No Paraná, os serviços de 17 agências estão sendo mantidos parcialmente. Apenas estão sendo realizados os atendimentos para auxílio-doença, pensão por morte, auxílio-acidente, salário-maternidade e desbloqueio de pagamento. Três agências estão completamente paradas: em Cascavel, Apucarana e em Arapongas.
Na região de Curitiba, apenas funcionam normalmente as agências de Paranaguá (litoral) e Fazenda Rio Grande (Região Metropolitana de Curitiba). Em Londrina, as agências Centro e Shangri-lá atendem parcialmente (ver texto na página). Dos 1,6 mil servidores do INSS, apenas 294 continuariam em greve no Paraná.
Hoje, os servidores iniciam o processo para organizar o retorno. Existe a possibilidade de se fazer um esquema especial com horário dilatado de atendimento para atender todos os contribuintes que aguardam para dar entrada em processos atrasados. ''Estamos seguindo a deliberação nacional'', avisou a diretora da secretaria jurídica do Sindicato dos Trabalhadores da Previdência Social (Sindiprev), Jaqueline Mendes Gusmão.
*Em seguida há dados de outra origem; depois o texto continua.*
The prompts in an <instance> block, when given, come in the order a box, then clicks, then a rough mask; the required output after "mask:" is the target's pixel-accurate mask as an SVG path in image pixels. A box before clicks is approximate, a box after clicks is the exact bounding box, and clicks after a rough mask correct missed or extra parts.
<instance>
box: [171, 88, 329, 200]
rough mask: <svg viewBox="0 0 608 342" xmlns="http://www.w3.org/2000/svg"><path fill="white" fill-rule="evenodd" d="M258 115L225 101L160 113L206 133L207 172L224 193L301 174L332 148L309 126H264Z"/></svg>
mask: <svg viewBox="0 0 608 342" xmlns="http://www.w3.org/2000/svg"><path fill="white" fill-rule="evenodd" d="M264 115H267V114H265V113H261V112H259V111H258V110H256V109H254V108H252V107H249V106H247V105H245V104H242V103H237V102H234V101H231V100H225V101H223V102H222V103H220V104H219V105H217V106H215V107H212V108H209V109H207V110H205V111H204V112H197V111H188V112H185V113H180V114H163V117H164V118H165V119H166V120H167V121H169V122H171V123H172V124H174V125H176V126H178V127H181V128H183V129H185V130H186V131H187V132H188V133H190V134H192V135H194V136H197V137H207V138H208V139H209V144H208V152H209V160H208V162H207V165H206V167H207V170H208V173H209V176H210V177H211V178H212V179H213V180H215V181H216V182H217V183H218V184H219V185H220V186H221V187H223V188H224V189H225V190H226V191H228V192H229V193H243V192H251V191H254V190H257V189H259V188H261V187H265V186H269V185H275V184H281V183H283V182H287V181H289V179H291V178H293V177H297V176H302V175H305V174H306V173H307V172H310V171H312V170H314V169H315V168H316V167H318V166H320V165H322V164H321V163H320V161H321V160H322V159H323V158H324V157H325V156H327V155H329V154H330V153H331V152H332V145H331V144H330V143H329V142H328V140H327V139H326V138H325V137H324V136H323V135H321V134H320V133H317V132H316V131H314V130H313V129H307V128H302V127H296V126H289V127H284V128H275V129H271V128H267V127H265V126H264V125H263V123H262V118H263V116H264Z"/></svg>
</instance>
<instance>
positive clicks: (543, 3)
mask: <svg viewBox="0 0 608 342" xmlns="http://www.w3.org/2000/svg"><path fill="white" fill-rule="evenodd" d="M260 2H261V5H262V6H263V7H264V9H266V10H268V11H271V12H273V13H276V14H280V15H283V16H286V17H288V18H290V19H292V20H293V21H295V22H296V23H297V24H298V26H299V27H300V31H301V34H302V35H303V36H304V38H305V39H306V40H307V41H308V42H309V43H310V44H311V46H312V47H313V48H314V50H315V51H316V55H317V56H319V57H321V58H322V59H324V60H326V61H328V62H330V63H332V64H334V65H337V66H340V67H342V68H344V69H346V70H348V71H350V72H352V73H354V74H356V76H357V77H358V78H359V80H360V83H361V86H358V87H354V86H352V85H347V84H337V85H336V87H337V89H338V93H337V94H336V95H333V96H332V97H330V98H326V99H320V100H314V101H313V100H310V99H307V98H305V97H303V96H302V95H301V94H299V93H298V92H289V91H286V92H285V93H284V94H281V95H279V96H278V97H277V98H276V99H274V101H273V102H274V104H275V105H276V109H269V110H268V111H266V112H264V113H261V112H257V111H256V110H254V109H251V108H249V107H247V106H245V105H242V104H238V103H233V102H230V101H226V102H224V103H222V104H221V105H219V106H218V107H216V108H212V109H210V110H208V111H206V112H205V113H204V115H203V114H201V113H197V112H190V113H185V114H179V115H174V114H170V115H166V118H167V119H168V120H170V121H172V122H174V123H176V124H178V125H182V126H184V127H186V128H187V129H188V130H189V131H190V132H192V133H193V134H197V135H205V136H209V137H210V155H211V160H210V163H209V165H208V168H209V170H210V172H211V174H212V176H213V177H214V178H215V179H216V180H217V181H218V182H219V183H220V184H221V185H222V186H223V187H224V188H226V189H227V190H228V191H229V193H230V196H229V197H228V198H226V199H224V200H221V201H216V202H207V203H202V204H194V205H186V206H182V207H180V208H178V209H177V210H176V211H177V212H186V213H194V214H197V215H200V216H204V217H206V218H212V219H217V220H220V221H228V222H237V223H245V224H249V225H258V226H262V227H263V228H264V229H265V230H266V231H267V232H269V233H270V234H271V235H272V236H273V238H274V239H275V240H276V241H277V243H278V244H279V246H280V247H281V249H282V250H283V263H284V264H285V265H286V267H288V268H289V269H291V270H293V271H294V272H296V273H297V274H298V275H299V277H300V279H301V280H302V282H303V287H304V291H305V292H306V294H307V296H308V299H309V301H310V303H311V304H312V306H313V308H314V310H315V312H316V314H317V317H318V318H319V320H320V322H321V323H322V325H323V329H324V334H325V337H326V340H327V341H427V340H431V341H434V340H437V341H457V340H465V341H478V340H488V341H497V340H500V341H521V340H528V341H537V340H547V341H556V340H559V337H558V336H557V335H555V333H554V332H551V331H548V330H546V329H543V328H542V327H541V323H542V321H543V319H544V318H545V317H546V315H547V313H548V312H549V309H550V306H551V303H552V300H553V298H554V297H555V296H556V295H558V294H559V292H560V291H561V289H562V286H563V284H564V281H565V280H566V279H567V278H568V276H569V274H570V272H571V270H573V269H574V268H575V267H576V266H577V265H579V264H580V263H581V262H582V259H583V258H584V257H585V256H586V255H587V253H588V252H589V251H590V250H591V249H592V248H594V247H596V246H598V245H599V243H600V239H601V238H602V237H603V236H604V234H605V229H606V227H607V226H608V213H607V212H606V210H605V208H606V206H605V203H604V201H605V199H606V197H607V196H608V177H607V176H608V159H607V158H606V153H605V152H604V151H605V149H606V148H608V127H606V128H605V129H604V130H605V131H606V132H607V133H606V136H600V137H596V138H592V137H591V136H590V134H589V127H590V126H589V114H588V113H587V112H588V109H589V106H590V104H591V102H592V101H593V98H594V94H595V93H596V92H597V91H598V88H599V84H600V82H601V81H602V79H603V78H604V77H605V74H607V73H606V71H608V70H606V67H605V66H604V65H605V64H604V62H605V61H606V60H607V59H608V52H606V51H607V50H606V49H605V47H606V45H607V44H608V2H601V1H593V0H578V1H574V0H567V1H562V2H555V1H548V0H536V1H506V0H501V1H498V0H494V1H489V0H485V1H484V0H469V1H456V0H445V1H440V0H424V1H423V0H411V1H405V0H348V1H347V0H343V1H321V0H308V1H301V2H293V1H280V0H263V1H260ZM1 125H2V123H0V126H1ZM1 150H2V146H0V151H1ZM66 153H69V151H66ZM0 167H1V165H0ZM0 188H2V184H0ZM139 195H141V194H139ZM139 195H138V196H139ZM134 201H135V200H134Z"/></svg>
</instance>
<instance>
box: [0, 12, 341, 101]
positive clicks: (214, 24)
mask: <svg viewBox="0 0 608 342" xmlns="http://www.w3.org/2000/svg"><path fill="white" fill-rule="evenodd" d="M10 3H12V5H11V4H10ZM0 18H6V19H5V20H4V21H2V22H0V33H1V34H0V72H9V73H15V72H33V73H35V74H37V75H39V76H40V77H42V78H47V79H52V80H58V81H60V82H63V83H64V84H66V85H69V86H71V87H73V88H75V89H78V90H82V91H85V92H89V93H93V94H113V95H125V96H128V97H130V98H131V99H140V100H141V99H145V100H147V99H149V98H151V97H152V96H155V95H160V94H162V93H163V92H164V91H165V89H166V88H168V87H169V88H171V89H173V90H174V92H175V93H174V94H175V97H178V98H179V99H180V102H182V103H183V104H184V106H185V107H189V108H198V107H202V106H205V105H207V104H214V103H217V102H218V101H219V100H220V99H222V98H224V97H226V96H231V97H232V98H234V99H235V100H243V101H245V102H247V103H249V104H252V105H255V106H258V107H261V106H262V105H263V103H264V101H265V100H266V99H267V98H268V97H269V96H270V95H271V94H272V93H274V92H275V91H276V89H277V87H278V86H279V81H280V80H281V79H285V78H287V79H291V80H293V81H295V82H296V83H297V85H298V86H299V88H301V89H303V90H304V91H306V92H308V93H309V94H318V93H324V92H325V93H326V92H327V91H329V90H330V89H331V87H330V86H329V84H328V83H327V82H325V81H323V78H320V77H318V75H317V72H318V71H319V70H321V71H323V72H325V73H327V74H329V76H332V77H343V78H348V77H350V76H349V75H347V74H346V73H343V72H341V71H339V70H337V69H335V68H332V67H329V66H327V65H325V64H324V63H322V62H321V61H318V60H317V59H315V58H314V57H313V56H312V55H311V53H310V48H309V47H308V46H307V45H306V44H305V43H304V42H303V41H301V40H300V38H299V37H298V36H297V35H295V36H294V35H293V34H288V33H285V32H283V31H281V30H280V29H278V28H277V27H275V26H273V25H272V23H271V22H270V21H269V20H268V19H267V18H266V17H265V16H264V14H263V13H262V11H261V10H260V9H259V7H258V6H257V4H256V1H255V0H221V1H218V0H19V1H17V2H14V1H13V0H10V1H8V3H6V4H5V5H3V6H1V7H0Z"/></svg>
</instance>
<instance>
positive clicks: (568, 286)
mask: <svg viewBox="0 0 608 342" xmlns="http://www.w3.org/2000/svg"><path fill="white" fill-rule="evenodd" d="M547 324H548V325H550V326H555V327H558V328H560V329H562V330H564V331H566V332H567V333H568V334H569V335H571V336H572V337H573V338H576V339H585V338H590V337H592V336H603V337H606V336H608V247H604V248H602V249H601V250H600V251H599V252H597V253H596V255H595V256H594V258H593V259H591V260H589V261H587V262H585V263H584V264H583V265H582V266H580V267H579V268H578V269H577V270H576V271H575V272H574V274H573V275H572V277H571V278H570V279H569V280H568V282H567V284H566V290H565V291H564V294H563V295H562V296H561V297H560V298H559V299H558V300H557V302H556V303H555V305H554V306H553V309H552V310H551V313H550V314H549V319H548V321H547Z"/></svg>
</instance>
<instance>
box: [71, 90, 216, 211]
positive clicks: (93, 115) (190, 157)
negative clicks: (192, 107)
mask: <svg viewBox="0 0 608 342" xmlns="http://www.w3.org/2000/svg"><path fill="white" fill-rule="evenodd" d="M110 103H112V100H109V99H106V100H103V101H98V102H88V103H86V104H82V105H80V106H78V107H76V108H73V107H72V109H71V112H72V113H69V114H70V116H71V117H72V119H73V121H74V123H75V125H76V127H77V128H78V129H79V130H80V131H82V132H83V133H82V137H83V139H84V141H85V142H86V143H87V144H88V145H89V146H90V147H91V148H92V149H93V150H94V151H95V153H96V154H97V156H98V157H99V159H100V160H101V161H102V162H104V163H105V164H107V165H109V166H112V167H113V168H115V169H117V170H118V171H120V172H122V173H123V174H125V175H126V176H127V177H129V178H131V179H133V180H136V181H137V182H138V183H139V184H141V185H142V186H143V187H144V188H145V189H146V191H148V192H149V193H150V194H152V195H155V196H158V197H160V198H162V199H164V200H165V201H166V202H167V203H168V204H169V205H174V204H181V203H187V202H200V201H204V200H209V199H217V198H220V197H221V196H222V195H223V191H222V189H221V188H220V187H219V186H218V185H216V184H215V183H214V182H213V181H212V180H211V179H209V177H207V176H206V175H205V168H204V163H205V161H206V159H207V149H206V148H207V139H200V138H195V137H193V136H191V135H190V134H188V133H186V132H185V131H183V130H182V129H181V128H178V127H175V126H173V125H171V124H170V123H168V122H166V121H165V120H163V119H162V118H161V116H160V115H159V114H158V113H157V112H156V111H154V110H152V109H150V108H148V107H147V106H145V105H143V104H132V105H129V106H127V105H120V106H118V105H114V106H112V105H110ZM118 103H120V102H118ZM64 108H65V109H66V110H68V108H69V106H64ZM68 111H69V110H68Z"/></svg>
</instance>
Também está programada para hoje, às 10 horas, a assinatura do termo de compromisso do governo federal em editar o novo Plano de Cargos, Carreiras e Salários dos funcionários do INSS que trará uma gratificação de 47,11% dividida em quatro vezes para todos os profissionais. O plano só será encaminhado ao Congresso Nacional em agosto. Até lá, o governo prometeu pagar R$ 184 de bonificação para cada servidor do INSS. Vão assinar o termo de compromisso, representantes dos ministérios da Previdência Social, Planejamento, Saúde e Trabalho.